The AI services transformation may be harder than VCs think (techcrunch.com)

🤖 AI Summary
Venture capital firms, led by General Catalyst, are betting that AI can turn labor-heavy professional services into high-margin, software-like businesses by incubating AI-native companies and using them to acquire established service firms. General Catalyst has earmarked $1.5B for this “creation” strategy across multiple verticals and cites pilot wins — Titan MSP automated ~38% of managed‑service tasks and Eudia (legal ops) has landed Fortune 100 clients — with ambitions to automate 30–50% of target companies (up to 70% in call centers) and materially boost EBITDA. Other investors (Mayfield, Elad Gil) report similarly bold margin claims (Gruve citing an 80% gross margin post‑AI), reinforcing a roll‑up thesis: improved cash flow funds more acquisitions and scales incumbents into platform businesses. But the approach faces material technical and operational headwinds that could erode the promised economics. A Stanford/BetterUp study highlights “workslop” — AI output that looks polished but requires an average of nearly two hours to fix — imposing an estimated hidden cost of $186 per employee per month (≈$9M/yr for a 10k workforce).
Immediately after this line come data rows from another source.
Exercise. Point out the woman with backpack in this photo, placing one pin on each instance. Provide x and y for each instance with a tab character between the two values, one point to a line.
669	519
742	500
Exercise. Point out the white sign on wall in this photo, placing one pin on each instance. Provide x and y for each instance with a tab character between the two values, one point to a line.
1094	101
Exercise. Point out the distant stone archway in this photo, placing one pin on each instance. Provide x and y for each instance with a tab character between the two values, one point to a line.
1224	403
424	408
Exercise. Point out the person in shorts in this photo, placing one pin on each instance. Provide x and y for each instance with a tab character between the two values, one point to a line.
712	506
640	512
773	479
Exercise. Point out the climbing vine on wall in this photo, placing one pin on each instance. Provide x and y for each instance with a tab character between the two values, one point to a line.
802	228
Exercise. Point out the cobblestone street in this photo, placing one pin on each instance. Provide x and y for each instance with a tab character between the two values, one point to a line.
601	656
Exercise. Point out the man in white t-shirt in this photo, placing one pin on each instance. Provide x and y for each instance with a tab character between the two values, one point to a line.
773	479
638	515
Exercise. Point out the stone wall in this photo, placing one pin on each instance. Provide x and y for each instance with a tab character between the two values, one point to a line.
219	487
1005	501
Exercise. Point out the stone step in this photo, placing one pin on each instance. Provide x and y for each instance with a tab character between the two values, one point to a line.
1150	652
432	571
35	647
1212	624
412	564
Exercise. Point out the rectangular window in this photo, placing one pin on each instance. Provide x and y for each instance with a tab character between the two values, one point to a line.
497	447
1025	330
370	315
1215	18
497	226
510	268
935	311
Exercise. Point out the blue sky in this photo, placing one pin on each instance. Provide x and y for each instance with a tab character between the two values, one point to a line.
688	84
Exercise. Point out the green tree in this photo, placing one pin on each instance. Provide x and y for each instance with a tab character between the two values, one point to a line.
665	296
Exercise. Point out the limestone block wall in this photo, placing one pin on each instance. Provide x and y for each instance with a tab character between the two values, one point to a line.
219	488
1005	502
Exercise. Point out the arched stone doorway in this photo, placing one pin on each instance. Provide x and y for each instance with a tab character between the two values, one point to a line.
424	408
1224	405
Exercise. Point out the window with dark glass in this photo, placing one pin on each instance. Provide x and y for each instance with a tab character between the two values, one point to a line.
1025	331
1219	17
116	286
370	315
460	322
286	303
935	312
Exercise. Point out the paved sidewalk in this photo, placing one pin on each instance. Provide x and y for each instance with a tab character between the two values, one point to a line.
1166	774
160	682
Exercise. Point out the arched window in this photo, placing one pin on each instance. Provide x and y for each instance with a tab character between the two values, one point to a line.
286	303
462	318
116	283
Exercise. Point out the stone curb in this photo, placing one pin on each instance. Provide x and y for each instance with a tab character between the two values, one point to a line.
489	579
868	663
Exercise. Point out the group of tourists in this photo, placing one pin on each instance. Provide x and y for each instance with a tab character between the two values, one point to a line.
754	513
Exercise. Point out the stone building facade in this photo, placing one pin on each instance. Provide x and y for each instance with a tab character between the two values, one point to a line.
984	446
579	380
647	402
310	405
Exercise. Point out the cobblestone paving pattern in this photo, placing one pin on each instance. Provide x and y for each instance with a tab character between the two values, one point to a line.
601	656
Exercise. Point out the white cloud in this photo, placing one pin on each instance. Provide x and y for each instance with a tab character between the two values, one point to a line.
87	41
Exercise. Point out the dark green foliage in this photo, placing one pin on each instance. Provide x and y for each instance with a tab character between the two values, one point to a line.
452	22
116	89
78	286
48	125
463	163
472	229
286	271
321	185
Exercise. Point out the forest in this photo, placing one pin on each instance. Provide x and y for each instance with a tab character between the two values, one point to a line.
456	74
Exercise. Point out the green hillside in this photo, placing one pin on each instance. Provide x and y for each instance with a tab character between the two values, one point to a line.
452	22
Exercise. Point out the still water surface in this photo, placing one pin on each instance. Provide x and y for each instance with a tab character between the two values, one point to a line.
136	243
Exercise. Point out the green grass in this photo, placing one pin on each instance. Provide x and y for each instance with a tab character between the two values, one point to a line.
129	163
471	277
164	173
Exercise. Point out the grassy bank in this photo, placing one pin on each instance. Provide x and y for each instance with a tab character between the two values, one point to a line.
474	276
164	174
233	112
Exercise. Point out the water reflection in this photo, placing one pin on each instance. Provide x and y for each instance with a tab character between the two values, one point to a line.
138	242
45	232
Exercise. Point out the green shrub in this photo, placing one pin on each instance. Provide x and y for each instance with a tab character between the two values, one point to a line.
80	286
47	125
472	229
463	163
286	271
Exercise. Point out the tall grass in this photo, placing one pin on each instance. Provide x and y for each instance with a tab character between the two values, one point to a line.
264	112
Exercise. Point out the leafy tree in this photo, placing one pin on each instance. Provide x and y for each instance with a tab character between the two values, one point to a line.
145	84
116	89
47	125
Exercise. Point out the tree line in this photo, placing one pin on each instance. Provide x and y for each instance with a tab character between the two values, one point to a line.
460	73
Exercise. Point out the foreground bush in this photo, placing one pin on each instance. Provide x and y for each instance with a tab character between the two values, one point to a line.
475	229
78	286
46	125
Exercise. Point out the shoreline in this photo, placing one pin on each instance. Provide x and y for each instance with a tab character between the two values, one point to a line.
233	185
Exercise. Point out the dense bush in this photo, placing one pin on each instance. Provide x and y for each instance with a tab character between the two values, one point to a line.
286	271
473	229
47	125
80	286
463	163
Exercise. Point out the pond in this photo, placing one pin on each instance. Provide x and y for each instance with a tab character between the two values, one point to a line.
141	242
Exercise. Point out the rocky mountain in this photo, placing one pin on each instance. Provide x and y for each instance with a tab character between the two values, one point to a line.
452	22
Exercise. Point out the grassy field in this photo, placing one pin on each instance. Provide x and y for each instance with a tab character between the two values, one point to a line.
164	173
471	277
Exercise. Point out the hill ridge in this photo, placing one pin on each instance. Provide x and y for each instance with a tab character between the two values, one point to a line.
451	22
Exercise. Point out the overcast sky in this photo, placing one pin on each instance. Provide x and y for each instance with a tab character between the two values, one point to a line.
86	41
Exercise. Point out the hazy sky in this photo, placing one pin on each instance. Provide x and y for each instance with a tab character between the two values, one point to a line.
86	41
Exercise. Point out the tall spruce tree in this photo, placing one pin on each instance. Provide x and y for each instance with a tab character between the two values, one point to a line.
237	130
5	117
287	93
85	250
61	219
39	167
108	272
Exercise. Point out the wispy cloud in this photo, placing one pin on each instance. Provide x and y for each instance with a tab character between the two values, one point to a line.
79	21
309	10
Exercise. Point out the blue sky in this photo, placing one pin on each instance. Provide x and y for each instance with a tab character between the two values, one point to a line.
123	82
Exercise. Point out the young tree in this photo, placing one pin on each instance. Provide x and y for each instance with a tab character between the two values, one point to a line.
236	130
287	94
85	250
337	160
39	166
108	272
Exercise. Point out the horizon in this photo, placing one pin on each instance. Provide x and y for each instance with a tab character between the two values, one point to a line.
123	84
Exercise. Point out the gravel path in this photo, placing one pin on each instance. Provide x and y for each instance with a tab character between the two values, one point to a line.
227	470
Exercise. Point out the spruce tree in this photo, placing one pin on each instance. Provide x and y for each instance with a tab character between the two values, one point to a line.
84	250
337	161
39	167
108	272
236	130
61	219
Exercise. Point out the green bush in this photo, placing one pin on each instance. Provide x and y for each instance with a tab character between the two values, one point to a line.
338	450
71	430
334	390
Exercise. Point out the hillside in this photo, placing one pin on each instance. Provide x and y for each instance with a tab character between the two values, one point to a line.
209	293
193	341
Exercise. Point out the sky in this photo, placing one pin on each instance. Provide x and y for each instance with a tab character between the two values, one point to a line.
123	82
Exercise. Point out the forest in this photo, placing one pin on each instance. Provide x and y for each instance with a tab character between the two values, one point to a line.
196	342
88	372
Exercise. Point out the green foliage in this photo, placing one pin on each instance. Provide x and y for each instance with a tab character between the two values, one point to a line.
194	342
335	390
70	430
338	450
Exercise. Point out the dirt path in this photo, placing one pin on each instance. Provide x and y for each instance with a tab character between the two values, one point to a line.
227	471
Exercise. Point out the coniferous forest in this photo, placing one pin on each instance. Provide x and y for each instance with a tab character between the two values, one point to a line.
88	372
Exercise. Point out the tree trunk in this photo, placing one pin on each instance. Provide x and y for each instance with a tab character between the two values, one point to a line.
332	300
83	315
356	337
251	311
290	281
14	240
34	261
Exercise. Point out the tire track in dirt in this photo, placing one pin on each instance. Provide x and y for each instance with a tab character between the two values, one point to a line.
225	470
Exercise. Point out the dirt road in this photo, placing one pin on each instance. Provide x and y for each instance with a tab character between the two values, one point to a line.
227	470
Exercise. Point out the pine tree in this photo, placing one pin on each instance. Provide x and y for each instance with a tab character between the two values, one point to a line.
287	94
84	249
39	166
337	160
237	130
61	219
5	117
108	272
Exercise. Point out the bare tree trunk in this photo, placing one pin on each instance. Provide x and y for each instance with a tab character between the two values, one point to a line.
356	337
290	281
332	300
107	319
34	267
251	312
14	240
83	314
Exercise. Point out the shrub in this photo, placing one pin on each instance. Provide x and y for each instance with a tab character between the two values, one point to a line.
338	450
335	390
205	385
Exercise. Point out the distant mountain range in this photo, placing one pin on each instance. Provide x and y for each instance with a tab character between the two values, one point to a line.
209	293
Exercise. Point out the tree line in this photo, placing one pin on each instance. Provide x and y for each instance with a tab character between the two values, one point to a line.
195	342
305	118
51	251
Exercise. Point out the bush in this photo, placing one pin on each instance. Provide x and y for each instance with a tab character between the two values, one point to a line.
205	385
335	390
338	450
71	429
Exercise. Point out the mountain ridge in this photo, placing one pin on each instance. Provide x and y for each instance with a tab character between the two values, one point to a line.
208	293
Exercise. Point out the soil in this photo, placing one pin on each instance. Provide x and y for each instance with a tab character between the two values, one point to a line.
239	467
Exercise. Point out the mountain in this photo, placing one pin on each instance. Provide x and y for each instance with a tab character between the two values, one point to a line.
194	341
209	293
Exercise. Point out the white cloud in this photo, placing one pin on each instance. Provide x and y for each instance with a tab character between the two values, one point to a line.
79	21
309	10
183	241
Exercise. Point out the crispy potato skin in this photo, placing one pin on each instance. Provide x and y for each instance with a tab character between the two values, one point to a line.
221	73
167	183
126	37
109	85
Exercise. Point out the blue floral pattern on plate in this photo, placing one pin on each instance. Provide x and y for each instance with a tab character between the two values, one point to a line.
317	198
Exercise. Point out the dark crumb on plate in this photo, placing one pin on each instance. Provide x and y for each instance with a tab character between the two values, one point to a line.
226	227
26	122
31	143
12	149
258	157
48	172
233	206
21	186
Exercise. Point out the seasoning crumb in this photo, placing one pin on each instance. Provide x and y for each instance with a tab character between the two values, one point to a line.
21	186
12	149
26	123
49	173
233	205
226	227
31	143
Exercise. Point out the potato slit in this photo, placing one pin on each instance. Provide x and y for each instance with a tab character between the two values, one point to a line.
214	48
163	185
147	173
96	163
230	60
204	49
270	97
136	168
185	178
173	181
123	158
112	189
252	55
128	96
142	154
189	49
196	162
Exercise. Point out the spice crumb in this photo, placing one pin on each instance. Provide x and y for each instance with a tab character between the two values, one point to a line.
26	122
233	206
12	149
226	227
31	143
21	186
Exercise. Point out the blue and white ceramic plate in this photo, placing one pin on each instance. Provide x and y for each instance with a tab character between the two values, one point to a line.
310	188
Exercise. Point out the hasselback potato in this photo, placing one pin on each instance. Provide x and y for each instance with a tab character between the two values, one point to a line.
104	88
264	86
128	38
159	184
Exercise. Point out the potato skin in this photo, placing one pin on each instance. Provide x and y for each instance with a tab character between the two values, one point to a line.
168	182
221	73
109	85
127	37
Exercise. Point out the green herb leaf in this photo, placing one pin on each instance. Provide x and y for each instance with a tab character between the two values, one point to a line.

Beyond garbage‑in/garbage‑out, successful transformation demands rare applied‑AI engineering expertise to pick models, integrate them into reliable workflows, and guard against error cascades. The core tension: cut headcount to realize margins and risk fewer people to catch AI mistakes, or keep staff and blunt margin gains. The thesis is plausible but hinges on sustained model improvements, high‑quality implementation, and effective human‑AI orchestration.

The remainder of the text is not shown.